I had LEFT JOIN LATERAL ... on true
at first, but there is an aggregate in the subquery c
, so we always get a row and can use CROSS JOIN
as well. No difference in performance.
If you have a table holding all relevant kinds, use that instead of generating the list with subquery k
.
The cast to integer
is optional. Else you get bigint
.
Indexes would help, especially a multicolumn index on (kind, start_date, end_date)
. Since you are building on a subquery, this may or may not be possible to achieve.
Using set-returning functions like generate_series()
in the SELECT
list is generally not advisable in Postgres versions before 10 (unless you know exactly what you are doing).

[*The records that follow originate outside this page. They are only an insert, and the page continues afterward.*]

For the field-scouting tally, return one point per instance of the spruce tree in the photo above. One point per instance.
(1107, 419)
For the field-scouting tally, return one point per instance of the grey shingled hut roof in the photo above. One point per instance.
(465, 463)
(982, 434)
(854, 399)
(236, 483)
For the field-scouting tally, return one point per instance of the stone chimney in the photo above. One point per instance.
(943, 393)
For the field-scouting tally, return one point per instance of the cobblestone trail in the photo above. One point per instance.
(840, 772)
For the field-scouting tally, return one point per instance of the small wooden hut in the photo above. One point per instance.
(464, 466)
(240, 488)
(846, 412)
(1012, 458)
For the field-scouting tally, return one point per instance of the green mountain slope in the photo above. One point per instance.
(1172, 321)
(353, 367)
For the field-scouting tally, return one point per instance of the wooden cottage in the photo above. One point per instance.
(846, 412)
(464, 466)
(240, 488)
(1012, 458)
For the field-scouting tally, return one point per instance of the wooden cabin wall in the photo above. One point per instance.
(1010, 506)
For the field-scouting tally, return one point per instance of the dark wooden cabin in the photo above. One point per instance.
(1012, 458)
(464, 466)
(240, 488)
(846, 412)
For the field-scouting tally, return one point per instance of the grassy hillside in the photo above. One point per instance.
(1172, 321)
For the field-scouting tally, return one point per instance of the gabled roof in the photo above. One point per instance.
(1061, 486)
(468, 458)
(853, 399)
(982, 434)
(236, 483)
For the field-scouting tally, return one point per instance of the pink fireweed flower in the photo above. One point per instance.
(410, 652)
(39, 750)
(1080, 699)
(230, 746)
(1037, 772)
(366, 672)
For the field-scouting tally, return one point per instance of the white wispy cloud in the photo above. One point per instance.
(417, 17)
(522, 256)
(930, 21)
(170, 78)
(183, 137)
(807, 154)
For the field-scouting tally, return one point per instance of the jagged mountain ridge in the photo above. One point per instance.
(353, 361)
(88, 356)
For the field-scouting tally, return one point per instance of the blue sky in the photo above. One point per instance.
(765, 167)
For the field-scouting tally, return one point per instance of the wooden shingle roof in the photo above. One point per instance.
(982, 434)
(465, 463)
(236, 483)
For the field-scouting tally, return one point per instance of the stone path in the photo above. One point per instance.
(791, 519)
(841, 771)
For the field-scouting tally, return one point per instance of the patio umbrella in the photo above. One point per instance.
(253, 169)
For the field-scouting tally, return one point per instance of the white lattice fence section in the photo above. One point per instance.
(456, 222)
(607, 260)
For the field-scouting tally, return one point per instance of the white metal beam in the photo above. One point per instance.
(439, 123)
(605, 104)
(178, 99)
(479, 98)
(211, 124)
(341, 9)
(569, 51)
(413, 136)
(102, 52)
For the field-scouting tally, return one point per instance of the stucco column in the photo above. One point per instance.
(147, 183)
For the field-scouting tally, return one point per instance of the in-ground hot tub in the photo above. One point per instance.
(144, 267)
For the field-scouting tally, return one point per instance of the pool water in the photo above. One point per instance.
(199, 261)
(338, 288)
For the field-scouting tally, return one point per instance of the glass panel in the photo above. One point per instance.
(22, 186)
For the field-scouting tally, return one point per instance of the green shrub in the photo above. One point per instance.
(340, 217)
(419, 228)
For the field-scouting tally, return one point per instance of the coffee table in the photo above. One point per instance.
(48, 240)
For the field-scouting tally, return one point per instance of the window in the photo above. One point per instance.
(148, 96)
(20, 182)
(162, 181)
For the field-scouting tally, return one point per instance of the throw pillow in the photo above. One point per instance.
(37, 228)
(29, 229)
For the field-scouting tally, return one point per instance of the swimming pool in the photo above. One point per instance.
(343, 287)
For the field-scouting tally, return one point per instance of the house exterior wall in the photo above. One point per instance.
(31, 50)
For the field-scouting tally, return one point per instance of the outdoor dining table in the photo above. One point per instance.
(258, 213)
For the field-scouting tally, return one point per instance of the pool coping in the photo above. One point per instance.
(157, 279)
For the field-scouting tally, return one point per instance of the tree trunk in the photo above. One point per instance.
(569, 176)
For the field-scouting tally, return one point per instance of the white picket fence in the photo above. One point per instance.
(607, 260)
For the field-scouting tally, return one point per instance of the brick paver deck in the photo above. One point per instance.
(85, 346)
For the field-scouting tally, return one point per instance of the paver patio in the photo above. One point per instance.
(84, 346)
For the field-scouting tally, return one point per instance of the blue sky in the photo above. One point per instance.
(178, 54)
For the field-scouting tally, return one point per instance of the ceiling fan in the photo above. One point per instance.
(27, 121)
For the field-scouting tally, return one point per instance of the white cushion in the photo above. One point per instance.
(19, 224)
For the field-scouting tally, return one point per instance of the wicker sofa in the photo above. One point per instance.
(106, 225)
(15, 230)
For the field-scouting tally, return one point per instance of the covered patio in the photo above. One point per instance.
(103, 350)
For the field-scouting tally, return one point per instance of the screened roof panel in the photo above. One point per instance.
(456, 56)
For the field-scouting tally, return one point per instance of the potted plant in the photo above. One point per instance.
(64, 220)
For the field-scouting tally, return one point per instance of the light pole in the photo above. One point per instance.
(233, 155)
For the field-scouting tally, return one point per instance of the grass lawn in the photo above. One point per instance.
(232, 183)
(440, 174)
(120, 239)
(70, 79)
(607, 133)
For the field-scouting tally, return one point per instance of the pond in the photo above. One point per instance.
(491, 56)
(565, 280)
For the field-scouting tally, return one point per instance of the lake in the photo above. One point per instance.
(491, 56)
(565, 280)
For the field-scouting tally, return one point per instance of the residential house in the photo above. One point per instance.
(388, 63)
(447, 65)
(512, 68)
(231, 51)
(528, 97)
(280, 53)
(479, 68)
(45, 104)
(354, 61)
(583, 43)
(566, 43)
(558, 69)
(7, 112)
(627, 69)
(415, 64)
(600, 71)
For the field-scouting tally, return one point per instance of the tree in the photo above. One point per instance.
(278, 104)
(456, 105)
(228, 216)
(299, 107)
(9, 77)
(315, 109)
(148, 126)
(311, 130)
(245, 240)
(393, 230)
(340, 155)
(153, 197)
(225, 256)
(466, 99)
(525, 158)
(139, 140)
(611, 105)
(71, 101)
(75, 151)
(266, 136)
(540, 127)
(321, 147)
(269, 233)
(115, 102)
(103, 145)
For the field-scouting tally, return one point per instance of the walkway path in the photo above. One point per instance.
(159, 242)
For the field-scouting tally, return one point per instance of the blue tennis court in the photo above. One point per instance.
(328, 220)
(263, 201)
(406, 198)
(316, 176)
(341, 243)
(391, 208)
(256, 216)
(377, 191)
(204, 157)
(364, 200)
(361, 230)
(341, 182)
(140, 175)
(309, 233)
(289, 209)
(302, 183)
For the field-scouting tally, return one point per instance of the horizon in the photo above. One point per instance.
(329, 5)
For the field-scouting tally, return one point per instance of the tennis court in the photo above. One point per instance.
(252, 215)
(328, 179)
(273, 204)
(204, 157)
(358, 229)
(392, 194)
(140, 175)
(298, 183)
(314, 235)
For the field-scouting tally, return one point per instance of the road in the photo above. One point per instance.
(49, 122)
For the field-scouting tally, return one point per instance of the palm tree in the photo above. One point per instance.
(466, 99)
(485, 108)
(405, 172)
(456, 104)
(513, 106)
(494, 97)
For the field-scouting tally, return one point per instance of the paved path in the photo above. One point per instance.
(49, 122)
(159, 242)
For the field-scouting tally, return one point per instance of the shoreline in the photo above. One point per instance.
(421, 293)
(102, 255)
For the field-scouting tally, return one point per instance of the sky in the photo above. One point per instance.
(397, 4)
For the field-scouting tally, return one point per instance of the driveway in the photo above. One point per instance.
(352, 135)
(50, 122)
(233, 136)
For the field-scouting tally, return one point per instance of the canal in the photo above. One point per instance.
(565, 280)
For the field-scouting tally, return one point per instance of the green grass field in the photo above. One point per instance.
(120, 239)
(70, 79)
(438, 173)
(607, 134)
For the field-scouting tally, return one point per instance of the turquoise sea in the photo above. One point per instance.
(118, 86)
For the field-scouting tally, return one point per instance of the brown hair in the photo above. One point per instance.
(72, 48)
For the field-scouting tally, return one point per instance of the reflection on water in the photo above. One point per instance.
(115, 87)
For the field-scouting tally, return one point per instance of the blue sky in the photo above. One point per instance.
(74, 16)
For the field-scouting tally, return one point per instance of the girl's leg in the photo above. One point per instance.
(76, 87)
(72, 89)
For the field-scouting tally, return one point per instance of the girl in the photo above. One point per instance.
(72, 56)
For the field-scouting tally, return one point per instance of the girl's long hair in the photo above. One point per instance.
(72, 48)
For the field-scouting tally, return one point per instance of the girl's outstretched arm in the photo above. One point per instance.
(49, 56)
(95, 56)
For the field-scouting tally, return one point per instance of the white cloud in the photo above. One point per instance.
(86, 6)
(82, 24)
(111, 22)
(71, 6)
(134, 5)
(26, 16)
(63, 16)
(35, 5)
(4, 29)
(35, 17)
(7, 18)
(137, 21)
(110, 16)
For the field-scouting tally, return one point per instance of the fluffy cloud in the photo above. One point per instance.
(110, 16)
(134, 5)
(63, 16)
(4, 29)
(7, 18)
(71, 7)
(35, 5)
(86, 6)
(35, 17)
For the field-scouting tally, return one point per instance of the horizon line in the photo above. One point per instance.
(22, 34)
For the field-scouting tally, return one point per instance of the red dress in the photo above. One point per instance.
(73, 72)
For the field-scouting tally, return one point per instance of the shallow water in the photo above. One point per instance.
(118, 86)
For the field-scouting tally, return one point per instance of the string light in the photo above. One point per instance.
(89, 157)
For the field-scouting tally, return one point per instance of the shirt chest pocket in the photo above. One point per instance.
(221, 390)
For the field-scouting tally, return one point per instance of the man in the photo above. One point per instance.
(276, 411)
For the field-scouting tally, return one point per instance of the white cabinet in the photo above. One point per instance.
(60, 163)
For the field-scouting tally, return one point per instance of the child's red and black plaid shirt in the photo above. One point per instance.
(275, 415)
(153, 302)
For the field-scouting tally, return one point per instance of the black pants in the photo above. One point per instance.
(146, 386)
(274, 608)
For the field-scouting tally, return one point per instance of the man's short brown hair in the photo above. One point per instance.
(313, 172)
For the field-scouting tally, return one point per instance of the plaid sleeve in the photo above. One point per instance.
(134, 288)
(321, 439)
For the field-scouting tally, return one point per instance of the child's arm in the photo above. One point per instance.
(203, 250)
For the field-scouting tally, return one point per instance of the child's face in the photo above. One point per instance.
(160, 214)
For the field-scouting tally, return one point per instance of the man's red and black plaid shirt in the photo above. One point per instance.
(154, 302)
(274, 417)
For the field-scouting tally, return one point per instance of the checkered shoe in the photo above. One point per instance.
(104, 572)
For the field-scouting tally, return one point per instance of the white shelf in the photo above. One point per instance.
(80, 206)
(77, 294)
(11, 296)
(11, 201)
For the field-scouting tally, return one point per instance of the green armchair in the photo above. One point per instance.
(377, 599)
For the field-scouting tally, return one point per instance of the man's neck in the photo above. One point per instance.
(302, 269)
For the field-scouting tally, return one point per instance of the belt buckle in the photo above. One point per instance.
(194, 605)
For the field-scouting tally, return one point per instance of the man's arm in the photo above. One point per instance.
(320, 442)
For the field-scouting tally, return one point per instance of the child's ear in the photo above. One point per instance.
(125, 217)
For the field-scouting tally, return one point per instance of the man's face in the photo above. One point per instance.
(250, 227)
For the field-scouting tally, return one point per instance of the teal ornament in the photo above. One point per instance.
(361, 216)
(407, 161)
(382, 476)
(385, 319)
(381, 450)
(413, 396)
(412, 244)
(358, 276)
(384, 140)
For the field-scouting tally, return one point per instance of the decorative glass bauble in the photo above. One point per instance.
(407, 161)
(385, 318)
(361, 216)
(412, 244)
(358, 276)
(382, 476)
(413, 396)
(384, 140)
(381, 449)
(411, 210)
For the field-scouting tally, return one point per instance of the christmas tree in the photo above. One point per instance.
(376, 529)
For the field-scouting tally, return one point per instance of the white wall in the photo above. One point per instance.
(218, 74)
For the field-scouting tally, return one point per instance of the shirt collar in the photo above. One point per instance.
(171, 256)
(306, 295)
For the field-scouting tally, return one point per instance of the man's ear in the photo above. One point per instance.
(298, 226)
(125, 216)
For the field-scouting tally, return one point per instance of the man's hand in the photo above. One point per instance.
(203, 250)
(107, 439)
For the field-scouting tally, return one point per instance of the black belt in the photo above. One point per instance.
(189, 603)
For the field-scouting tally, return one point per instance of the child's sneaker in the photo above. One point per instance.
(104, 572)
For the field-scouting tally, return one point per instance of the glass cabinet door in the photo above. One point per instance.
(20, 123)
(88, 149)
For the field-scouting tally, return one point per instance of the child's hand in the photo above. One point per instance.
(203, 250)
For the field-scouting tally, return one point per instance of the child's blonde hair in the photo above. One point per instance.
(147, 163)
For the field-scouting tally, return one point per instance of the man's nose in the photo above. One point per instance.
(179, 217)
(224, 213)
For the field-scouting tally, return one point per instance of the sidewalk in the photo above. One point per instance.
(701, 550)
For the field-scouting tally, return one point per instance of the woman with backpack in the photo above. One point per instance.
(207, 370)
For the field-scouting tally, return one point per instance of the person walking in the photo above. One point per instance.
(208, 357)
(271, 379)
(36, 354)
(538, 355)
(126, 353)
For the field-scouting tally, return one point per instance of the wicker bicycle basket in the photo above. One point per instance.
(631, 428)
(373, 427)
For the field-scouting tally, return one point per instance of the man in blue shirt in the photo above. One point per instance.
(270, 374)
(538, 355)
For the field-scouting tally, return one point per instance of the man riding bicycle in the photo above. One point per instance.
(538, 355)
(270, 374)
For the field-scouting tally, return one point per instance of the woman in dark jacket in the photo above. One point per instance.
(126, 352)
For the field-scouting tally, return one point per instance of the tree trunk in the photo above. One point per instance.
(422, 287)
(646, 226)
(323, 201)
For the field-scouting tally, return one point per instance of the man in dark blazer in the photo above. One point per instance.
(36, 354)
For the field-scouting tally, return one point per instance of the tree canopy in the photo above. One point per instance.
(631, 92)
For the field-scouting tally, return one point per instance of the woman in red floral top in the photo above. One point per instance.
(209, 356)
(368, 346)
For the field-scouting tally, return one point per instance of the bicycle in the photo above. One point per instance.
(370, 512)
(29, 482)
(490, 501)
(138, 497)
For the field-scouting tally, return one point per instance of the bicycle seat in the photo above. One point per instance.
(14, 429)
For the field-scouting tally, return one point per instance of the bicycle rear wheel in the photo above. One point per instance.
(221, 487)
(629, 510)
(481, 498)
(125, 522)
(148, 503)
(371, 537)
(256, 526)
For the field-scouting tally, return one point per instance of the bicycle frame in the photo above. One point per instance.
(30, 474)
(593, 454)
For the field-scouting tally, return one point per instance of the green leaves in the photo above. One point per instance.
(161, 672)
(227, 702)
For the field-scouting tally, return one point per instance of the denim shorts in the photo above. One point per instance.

See:
- What is the expected behaviour for multiple set-returning functions in select clause?
If you have lots of combinations with few or no rows, this equivalent form may be faster:
SELECT k.kind, d.as_of_date, count(dr.kind)::int AS n
FROM (SELECT DISTINCT kind FROM dates_ranges) k
CROSS JOIN (
SELECT d::date AS as_of_date
FROM generate_series(timestamp '2018-01-01', timestamp '2018-01-03', interval '1 day') d
) d
LEFT JOIN dates_ranges dr ON dr.kind = k.kind
AND d.as_of_date BETWEEN dr.start_date AND dr.end_date
GROUP BY 1, 2
ORDER BY 1, 2;
The following query also works if "missing zeros" are OK:
select *
from (
select
kind,
generate_series(start_date, end_date, interval '1 day')::date as d,
count(*)
from dates_ranges
group by 1, 2
) x
where d between date '2018-01-01' and date '2018-01-03'
order by 1, 2;
but it's not any faster than the lateral
version with the small dataset. It might scale better though, as no join is required, but the above version aggregates over all the rows, so it may lose out there again.
The following query tries to avoid unnecessary work by removing any series that don't overlap anyway:
select
kind,
generate_series(greatest(start_date, date '2018-01-01'), least(end_date, date '2018-01-03'), interval '1 day')::date as d,
count(*)
from dates_ranges
where (start_date, end_date + interval '1 day') overlaps (date '2018-01-01', date '2018-01-03' + interval '1 day')
group by 1, 2
order by 1, 2;
-- and I got to use the overlaps
operator! Note that you have to add interval '1 day'
to the right as the overlaps operator considers time periods to be open on the right (which is fairly logical because a date is often considered to be a timestamp with time component of midnight).